Bulaşıcı hastalık salgınları tarihsel dönüşümlerin tetikleyicileri oldu hep. Orta Çağ’ın Veba salgınları, İstilacıların Amerika kıtası yerlilerine taşıdıkları basit enfeksiyonlarla yerli nüfusu neredeyse soykırıma uğratmaları, 1.Dünya Savaşı sonrası yüz milyondan fazla insanı öldüren İspanyol Gribi gibi salgınlar sadece ekonomileri tahrip etmedi, politik dönüşümleri de tetikledi. Yakın geçmişte HIV- AIDS salgınının yabancı düşmanlığını, eşcinsel karşıtlığını, muhafazakarlığı çoğaltması da benzer bir örnek. Ebola’nın Afrikalı göçmenlere sınırlama getirmeye yaraması da öyle.

Corona ile ilgili en öne çıkan tema, hastalığın “zengin fakir ayırmaması”! Bir anlamda bir grup, etnisite ya da sınıfı değil bütün olarak “insanlığı” tehdit ediyor! Siyasetçi, zengin, sanatçı, siyahi, beyaz gibi bir özellik sahibi olmak korunmaya yetmiyor!

Corona sanki bütün yapay ayrımları ortadan kaldıran ve herkesi “insan” olarak eşitleyen bir ölümcül tehdit olarak görülüyor. Zizek, Jameson’dan alıntılayarak, tıpkı uzaydan gelen ve dünyayı işgal etmek isteyen kötü uzaylılar karşısında insanlığın birleşmek zorunda kalması gibi bir işlev görebilir mi, diye yazmış.

Zizek gibi, herkese bulaşabilmesi ve herkesi öldürme potansiyeline sahip olmasıyla “insanlığı” bir ortak düşman karşısında birleştirebileceği, eşitlik ve dayanışmayı zorunlu kılmasıyla ırkçı, sağcı ideolojileri hükümsüz kılabileceğini savunanlar var. Dahası salgının yeni bir sol dalgayı tetikleyebileceği beklentisine girilmiş durumda.

İnsanın belki ya da keşke diyesi geliyor ama, bu beklentideki liberal iyimserliğin saflığını da görmezden gelmek mümkün değil.
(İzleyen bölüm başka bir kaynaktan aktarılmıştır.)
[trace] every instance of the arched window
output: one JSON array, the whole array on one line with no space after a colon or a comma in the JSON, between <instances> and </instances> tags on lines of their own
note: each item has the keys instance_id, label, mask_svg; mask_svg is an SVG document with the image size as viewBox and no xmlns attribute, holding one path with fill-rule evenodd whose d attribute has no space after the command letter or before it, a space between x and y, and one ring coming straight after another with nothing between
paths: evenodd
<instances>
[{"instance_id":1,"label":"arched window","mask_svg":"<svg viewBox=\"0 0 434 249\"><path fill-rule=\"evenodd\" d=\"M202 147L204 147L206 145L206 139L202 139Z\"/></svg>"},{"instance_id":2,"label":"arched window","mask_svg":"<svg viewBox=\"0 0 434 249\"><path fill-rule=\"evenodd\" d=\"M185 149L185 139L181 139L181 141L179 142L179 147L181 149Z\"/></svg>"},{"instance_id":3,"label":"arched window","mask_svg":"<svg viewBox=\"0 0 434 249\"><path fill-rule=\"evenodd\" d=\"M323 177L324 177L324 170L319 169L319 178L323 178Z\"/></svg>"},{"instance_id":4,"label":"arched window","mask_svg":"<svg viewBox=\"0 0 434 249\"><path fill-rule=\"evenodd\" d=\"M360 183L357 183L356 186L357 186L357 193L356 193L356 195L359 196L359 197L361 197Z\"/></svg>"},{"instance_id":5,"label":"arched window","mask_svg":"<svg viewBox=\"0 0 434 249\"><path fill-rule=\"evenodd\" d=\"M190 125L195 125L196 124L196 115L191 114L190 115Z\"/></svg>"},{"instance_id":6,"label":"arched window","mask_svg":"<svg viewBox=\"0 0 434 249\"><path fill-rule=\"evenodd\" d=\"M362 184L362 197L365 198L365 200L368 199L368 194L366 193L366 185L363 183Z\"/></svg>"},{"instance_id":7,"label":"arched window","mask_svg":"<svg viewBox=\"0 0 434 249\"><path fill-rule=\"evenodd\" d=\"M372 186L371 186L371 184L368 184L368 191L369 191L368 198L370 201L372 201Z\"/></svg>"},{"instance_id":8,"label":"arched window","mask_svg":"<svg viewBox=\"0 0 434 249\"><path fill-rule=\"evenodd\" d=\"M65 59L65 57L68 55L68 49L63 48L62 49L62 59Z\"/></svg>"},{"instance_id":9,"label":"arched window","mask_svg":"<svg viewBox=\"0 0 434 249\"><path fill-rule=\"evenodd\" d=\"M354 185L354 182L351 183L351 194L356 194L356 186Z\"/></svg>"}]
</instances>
Tıbbi temelleri olan korunma önlemlerine yakından bakarsak kötümser olmak için çok daha fazla neden bulabiliriz.

Corona’dan korunmanın en temel yolları hijyen, temastan kaçınma, kalabalık ortamlarda bulunmama, zorunlu olmadıkça seyahat etmeme, ve şüpheli vaka, mahalle, bölge, şehir hatta ülkelerin izole edilerek, karantinaya alınması. Bu önlemler “haklı, bilimsel ve zorunlu”. Ülkeler sınırlarını kapıyorlar, belli ülkelere seyahat yasağı getiriyorlar, ülkeye giriş yapanları en küçük bir şüphe durumunda en az iki hafta tecrit ediyorlar.

Bu önlemlerin ilk vuracağı kesim “göçmenler” olacak. Göçmen karşıtlığı daha da yükselebilir ve yabancı düşmanlığına genişleyebilir. Bir araya gelmekten kaçınma, temas etmeme, toplanmama ve yalıtılma, dayanışma taleplerine set çekebilir. Hastalığın bulaşmasını önlemek için alınacak önlemler giderek daha da askerileşmiş gözetleme ve denetim uygulamalarını meşrulaştırabilir. Dahası “zenginlerin” risk altına girmemek için toplumun geri kalanıyla temaslarını engelleyecek “koruyucu duvarlarını” daha da hızlı ve yüksek inşa etmelerinin önünü açabilir. Trump’ın duvarına karşı çıkmak kolay değil artık. Büyük teknoloji şirketlerinin çalışanlarına işe gelmeyin, toplantılara katılmayın, evinizden çalışın talimatı vermeleri işyeri kavramını silebilir ve işçilerin birbirleriyle de karşılaşmalarını, buluşmalarını engelleyebilir.

Küreselleşmenin sonunun geldiğini ve sınırları duvarlarla örülü kapalı ulus devletlere dönüşün başladığını görmüyor muyuz? Gözetleme, denetim, askerileşmiş önlemler ve yalıtılma ile daha karanlık, daha eşitsiz ve daha şiddet dolu bir dünya bizi bekliyor olabilir.

Tabi ki korunmalıyız, temiz olmalıyız ama denetim politikalarına onay verirken de bizi neyin bekleyebileceğinin de ayırtında olmalıyız. Kendimizi bizim gibi olanlardan uzak tutmak, hem bizi yalnızlaştırıp, yalıtır hem de Corona’dan daha ölümcül bir ulus devlet faşizmine karşı zayıf ve yalnız bırakır.